The Department of Energy is gutting an effort to collect billions of dollars in overcharges made by oil companies when that industry was operating under price controls, a DOE official said yesterday.
Jack Wuerker, an attorney in the DOE's office of general counsel and former deputy director of the Office of Special Investigations, said that reorganizations were wiping out "the ability to collect billions of dollars" from companies that violated regulations imposed after the Arab oil embargo in 1973.
"In my opinion, it constitutes a fraud on the American people of the first magnitude," Wuerker told a hearing of a House Energy and Commerce subcommittee.
The Energy Department reorganization in question is the second step in the process. Last December, the part of the DOE charged with bringing civil actions was reorganized.
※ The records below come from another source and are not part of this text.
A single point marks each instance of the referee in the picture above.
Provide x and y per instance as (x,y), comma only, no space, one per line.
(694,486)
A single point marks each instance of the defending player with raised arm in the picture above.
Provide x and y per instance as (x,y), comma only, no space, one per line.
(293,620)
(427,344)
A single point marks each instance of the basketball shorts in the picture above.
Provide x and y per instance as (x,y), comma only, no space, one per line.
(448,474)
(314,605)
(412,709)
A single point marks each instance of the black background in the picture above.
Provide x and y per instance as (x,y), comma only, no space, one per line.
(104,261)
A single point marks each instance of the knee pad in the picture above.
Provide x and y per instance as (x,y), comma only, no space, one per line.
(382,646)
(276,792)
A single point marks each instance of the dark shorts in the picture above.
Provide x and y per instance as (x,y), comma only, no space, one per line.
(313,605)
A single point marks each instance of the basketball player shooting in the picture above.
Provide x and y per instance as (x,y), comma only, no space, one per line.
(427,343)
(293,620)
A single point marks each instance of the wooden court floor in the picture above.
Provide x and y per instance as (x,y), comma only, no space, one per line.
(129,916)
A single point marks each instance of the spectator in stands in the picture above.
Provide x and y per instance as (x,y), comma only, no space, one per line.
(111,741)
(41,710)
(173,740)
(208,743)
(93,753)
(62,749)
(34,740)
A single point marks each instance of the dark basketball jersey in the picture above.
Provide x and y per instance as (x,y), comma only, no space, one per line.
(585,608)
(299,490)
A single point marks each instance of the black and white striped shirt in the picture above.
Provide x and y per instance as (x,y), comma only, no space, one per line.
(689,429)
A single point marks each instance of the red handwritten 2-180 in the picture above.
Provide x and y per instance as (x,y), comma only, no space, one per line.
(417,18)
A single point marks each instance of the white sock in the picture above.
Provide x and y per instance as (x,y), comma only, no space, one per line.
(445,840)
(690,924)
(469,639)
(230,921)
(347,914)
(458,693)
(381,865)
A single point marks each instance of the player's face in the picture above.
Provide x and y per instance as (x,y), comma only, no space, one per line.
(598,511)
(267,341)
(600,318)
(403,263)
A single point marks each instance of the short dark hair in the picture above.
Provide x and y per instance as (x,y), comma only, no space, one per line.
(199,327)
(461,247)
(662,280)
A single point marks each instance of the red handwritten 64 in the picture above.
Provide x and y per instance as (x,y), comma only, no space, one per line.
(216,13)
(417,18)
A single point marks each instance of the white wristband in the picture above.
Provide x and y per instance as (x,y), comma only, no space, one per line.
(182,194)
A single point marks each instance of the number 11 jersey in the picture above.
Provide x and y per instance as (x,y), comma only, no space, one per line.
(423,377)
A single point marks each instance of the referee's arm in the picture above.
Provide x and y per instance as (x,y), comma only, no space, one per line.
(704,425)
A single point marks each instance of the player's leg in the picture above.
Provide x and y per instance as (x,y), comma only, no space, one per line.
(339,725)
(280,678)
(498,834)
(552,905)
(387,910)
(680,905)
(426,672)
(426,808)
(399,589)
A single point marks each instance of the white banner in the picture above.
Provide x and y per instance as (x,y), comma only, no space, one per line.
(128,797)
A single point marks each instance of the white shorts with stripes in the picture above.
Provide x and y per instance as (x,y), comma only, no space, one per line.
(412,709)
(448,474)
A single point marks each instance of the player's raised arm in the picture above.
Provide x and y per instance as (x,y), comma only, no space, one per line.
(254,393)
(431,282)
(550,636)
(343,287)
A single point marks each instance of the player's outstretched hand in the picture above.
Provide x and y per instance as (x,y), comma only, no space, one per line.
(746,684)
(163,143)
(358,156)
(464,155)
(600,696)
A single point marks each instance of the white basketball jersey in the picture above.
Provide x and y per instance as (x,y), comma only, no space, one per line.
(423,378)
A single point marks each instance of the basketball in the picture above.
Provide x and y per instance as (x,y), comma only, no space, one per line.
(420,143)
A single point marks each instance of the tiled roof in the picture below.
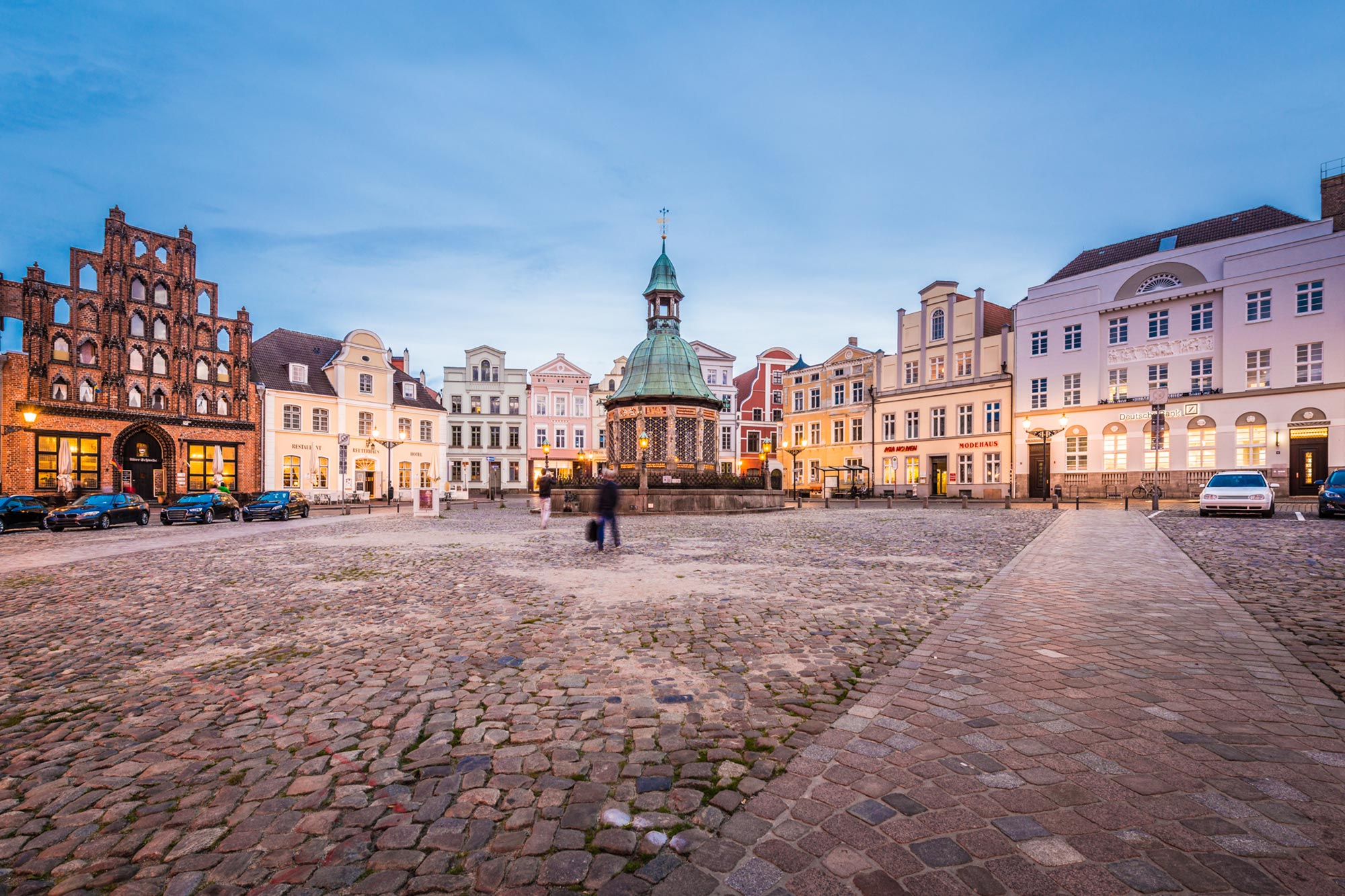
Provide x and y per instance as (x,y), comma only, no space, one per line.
(1223,228)
(274,353)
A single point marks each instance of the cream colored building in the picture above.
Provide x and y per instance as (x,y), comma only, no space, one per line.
(317,389)
(945,409)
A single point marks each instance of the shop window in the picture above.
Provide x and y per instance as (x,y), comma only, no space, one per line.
(85,460)
(290,471)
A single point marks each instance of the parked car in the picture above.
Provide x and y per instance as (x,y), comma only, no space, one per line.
(201,507)
(1245,491)
(1331,494)
(282,503)
(22,512)
(100,512)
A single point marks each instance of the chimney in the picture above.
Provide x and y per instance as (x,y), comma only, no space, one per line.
(1334,193)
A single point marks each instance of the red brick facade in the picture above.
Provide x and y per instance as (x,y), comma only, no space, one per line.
(135,369)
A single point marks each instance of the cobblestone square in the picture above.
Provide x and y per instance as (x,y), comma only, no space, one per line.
(385,704)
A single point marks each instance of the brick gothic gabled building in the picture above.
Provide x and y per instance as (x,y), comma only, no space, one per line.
(134,368)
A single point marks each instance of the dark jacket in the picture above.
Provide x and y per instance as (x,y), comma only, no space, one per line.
(609,495)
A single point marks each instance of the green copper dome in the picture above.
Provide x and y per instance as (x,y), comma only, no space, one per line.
(664,366)
(664,275)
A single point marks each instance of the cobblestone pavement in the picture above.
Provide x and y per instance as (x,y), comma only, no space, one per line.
(401,705)
(1100,719)
(1289,575)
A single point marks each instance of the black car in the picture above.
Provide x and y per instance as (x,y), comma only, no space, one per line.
(22,512)
(282,503)
(1331,494)
(100,512)
(202,506)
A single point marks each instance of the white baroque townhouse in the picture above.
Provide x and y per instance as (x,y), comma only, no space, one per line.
(1235,317)
(718,369)
(488,423)
(317,389)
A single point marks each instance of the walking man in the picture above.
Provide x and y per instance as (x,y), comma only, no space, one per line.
(544,495)
(609,495)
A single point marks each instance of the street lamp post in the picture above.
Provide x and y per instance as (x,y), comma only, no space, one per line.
(389,444)
(1046,435)
(794,462)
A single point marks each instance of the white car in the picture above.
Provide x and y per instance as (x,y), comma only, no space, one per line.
(1241,491)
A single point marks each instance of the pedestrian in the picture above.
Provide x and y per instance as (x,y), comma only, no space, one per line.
(609,495)
(544,495)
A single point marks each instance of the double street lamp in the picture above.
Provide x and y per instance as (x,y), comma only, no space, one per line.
(1046,435)
(389,444)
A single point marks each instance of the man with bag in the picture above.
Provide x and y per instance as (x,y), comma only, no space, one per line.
(609,495)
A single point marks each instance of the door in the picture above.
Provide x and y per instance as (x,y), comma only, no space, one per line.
(1307,464)
(1036,471)
(939,475)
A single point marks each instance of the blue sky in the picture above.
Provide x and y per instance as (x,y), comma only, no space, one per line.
(457,174)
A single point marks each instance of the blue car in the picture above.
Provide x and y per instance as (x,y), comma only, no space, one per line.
(1331,494)
(100,512)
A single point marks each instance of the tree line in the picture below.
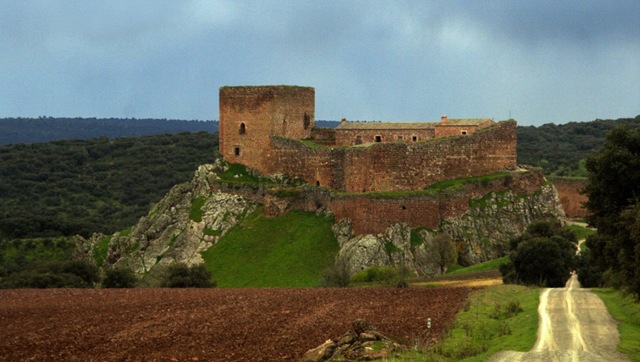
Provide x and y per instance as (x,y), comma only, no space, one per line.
(70,187)
(45,129)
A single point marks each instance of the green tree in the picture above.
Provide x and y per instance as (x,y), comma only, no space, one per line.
(179,275)
(545,255)
(613,190)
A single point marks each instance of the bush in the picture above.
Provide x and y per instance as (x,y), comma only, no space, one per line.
(386,275)
(119,277)
(544,256)
(55,274)
(338,274)
(88,272)
(179,275)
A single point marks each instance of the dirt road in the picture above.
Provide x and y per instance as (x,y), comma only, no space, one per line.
(269,324)
(574,326)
Last month, the part of DOE handling potential criminal cases was reorganized.
Critics of the reorganizations have said that they demoralized remaining personnel, resulted in experienced people being replaced by employes with less experience and sent a signal to the oil companies that violations will not be pursued with any vigor.
The government has collected more than $1 billion so far from companies that charged more than they should have in sales of crude oil.In the past, DOE officials have estimated that another $4.7 billion might be collected through enforcement efforts.
The General Accounting Office said in a report prepared for Rep. John D. Dingell (D-Mich.) that reorganization and cutbacks in the resources available for collecting overcharges threaten the DOE's ability to accomplish as much as it has said it will.
The GAO said that some of the principal problems in the enforcement program include continued uncertainty about its future that has encouraged some companies not to cooperate and has led to the loss of "key and highly experienced personnel."
Still other problems, according to GAO, are that companies will contest enforcement actions and delay resolution of the cases, and that negotiated settlements, which the DOE has emphasized recently, have had little success.
The GAO recommended that Secretary of Energy James B. Edwards re-establish the position of director of the crude oil reseller program and fill it with "a highly experienced official."
Rayburn Hanzlik, administrator of the DOE's Economic Regulatory Administration and the author of the reorganizations, defended what had been done and said that it would not work to the disadvantage of enforcement actions.
"I challenge this committee to find a single case this office has dropped . . . pushed aside, or scuttled," he said.